Besonderes Augenmerk wird auf die Arbeit im IT-Sektor gelegt, wo blinde Programmierer und Tester vielfältige Beschäftigungsmöglichkeiten finden. In den Vereinigten Staaten und Kanada gibt es Unternehmen, die gezielt Menschen mit Sehbehinderungen als Entwickler, Cybersicherheitsexperten und Analysten einstellen. In den Niederlanden und Schweden entwickeln sich die Bereiche Bildung und Beratung aktiv: Blinde Lehrkräfte und Berater arbeiten gleichberechtigt mit ihren Kollegen zusammen, und staatliche Programme gewährleisten den Zugang zu den erforderlichen Technologien.

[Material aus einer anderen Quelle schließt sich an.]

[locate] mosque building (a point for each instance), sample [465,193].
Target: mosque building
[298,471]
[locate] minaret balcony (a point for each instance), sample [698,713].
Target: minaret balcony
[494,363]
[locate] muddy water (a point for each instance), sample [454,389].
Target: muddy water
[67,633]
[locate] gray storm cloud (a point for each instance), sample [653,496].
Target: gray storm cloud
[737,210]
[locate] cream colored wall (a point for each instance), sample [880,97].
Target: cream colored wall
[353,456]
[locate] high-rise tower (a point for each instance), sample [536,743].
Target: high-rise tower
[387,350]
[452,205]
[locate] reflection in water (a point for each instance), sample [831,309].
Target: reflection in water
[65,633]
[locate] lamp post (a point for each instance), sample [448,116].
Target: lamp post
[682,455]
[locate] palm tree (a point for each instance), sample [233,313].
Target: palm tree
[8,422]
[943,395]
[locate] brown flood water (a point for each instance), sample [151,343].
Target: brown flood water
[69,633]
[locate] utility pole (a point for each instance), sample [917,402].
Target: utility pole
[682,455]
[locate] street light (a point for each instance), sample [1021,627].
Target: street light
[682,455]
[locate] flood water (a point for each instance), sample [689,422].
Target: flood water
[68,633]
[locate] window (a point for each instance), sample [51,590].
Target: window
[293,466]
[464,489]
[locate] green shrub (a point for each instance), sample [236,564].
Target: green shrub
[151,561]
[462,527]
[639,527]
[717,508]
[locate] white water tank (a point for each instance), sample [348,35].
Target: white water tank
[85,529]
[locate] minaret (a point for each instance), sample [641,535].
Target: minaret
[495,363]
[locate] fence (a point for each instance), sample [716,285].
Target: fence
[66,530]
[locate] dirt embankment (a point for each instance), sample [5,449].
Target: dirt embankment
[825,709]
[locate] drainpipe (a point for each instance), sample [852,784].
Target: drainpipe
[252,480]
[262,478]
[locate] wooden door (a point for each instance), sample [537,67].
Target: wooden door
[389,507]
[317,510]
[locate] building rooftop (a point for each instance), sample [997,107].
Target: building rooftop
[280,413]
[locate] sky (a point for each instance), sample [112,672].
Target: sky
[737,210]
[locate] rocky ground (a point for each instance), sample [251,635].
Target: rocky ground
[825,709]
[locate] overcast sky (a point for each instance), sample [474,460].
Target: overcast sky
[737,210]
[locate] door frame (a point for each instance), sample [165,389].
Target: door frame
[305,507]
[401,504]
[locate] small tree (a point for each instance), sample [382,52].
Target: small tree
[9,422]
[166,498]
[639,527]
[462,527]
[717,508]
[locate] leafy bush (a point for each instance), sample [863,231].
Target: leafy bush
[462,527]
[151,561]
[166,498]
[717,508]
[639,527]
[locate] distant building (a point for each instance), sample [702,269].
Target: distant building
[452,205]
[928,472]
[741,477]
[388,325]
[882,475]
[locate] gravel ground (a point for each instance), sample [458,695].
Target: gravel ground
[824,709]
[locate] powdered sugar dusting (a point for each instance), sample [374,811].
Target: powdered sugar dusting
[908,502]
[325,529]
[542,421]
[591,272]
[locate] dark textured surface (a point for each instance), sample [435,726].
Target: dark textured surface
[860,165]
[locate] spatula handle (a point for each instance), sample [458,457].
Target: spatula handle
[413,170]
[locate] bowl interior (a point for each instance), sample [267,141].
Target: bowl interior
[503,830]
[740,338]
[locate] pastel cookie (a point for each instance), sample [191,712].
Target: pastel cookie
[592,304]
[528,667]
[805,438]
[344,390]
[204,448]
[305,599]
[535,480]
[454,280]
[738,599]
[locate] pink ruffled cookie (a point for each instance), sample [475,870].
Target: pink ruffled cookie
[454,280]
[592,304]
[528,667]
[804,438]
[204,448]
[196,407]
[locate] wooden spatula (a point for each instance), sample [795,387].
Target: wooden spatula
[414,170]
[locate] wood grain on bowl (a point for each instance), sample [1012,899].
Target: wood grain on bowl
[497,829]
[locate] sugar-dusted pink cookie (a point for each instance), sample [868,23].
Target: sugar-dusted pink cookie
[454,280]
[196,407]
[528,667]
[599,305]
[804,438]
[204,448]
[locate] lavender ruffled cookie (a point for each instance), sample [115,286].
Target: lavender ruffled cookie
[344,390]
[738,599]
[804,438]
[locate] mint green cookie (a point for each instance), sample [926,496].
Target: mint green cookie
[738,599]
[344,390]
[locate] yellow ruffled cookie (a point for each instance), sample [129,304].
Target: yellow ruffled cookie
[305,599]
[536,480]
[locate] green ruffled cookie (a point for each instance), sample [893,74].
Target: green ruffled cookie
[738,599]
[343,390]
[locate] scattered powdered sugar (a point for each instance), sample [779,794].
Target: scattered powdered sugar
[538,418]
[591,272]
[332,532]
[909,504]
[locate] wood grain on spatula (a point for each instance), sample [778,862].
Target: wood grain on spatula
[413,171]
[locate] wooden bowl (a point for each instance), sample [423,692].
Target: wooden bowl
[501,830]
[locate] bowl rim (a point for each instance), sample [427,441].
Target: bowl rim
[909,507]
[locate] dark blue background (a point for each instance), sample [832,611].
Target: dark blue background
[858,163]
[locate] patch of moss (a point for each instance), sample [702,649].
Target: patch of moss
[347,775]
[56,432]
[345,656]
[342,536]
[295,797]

Internationale Erfahrungen zeigen, dass Menschen mit Sehbehinderungen bei Vorhandensein einer Rechtsgrundlage und staatlicher Unterstützung in praktisch jedem Bereich arbeiten können. Die beliebtesten Berufe sind nach wie vor IT, Bildung, Rechtswissenschaften, Musik und Kundenservice, aber die Liste der verfügbaren Bereiche erweitert sich mit der Entwicklung der digitalen Technologien und dem Wachstum einer inklusiven Kultur in der Gesellschaft.

Fazit

Die Beschäftigung eines blinden Menschen ist ein Weg, der Anstrengungen erfordert, aber durchaus realistisch ist. Moderne Technologien gleichen Barrieren aus, Gesetze garantieren Rechte und soziale Organisationen bieten Unterstützung in jeder Phase. Es ist wichtig, konsequent vorzugehen: Ziele festlegen, Fähigkeiten einschätzen, die Rechtsgrundlagen studieren, einen aussagekräftigen Lebenslauf erstellen, sich auf das Vorstellungsgespräch vorbereiten und das erste Praktikum absolvieren. Immer mehr Beispiele erfolgreicher Fachleute beweisen: Der Verlust des Augenlichts steht einer Karriere nicht im Wege. Die Arbeit bestätigt, dass sich ein Mensch in jedem Bereich verwirklichen kann, wenn er den Willen dazu hat und von der Gesellschaft unterstützt wird, und als Bonus wird sie zu einer Einnahmequelle.